There is possibly some truth in it - Fighting Mac (Sir Hector Archibald Macdonald) and Aleister Crowley (the Beast to adherents and his mother), were both in Paris on 24 March 1903, but there is no evidence other than that of Aleister Crowley himself that they ever actually met. However, Jake Arnott's scenario is an intriguing opening for the beginning of this rather patchy novel.
"A great, simple, lion-hearted man with the spirit of a child, thought the Beast as he caught sight of Hector Macdonald taking lunch alone in the dining room of the Hotel Regina."
From this promising opening we are taken on to the premise that the two men formed something of a friendship, perhaps allied by similar interests. Involved along the way are Baden-Powell (otherwise known as Bathing Towel to initiates), Edward VII, General Gordon, Lord Kitchener and the poet William Butler Yeats. All are called upon to play a part in either past or contemporary sections of the plot. I would like to say that all this is marvellously entertaining, but somehow it doesn't quite come off. The most exciting sections concern the various wars in which Macdonald fought, including leading a contingent of Sudanese soldiers in North Africa, which enable Arnott to construct a past for Macdonald replete with love affairs with various men, including his young Sudenese Batman, Bakhit (pun intended, I wonder?). Most of this can be documented in Macdonald's history, though at his death the British Army whitewashed his life entirely.

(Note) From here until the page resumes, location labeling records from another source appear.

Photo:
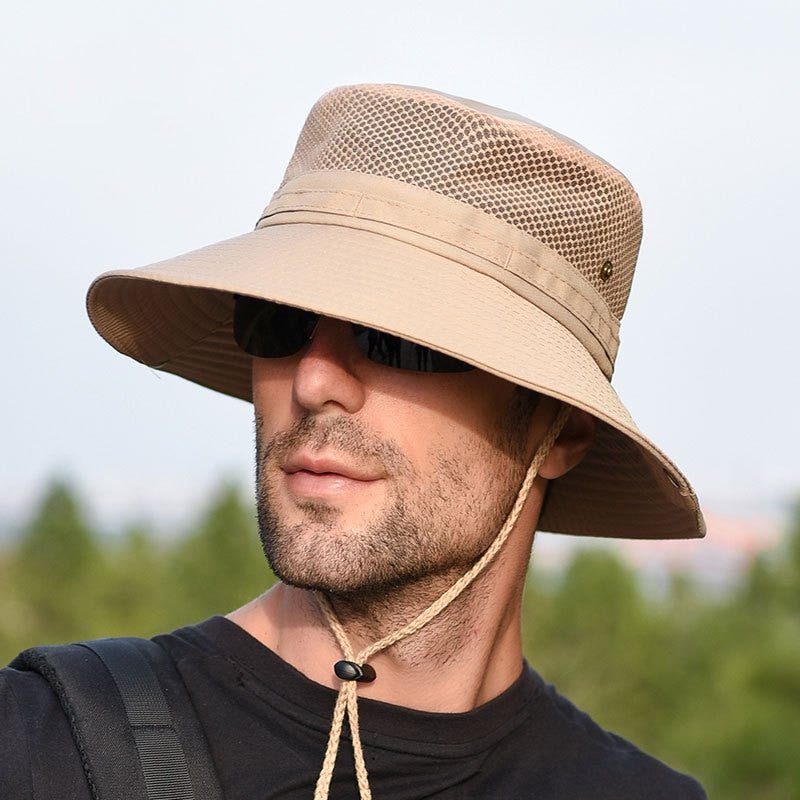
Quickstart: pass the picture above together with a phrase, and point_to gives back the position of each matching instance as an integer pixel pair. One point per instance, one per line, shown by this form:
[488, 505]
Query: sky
[135, 131]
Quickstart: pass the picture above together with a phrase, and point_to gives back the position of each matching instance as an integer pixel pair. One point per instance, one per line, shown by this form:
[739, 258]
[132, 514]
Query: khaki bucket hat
[462, 227]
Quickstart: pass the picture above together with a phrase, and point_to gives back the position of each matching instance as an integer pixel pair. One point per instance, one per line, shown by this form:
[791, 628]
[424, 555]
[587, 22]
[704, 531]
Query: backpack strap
[132, 720]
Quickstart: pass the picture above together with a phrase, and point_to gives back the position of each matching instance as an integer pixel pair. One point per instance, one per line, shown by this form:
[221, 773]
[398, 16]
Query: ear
[571, 445]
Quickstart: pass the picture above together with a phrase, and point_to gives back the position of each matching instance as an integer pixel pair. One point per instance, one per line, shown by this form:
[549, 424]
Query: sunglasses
[270, 330]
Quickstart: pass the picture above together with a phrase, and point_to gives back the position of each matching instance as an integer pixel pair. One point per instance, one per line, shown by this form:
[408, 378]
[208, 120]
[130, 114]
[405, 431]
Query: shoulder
[38, 757]
[585, 760]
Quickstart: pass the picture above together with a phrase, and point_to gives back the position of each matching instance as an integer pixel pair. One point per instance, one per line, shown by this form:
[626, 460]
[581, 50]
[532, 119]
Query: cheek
[272, 394]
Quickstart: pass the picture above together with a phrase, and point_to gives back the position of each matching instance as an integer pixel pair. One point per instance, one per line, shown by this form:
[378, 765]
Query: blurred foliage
[709, 685]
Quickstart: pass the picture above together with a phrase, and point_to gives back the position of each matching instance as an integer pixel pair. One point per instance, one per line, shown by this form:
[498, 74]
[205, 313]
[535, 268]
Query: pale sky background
[134, 131]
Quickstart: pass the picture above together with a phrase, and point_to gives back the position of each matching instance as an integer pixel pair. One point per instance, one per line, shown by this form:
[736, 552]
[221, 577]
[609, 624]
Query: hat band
[459, 232]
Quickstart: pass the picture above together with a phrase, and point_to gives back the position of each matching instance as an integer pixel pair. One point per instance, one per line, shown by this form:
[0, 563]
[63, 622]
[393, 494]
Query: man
[426, 320]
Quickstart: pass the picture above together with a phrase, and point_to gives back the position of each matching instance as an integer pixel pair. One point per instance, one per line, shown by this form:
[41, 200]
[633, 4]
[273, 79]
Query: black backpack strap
[132, 720]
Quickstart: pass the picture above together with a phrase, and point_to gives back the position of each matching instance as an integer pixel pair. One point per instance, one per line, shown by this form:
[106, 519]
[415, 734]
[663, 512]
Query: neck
[464, 657]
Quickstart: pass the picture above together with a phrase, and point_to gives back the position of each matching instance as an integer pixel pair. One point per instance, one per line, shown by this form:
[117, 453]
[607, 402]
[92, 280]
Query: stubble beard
[426, 531]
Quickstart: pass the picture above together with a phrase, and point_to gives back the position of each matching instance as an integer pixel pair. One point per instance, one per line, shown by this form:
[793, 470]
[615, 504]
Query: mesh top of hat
[516, 170]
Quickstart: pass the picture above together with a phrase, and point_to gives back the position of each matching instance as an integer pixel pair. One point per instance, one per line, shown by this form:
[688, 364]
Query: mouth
[310, 475]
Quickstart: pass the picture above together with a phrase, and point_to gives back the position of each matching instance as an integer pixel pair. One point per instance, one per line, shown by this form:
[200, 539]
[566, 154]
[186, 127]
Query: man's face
[370, 477]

The most conspicuous lack, however, is any real sense of the man Aleister Crowley, Occultist, Mountaineer, writer and founder of various esoteric Magic-related associations, and possibly a spy for the British and Americans. His unique `theology' was compounded of parts comprising Buddhism, Philosophy, White Magic, so-called Sex Magic rituals, etc., and his writings were both opaque and contentious, probably deliberately so. Unfortunately, in this book, none of this really comes alive. Though we see him attending a Black Mass, (he was opposed to the sacrifice of animals - even the human kind), there is little conveyed of the man himself, supposedly the "wickedest man in the world". The book therefore seems rather hollow as a result.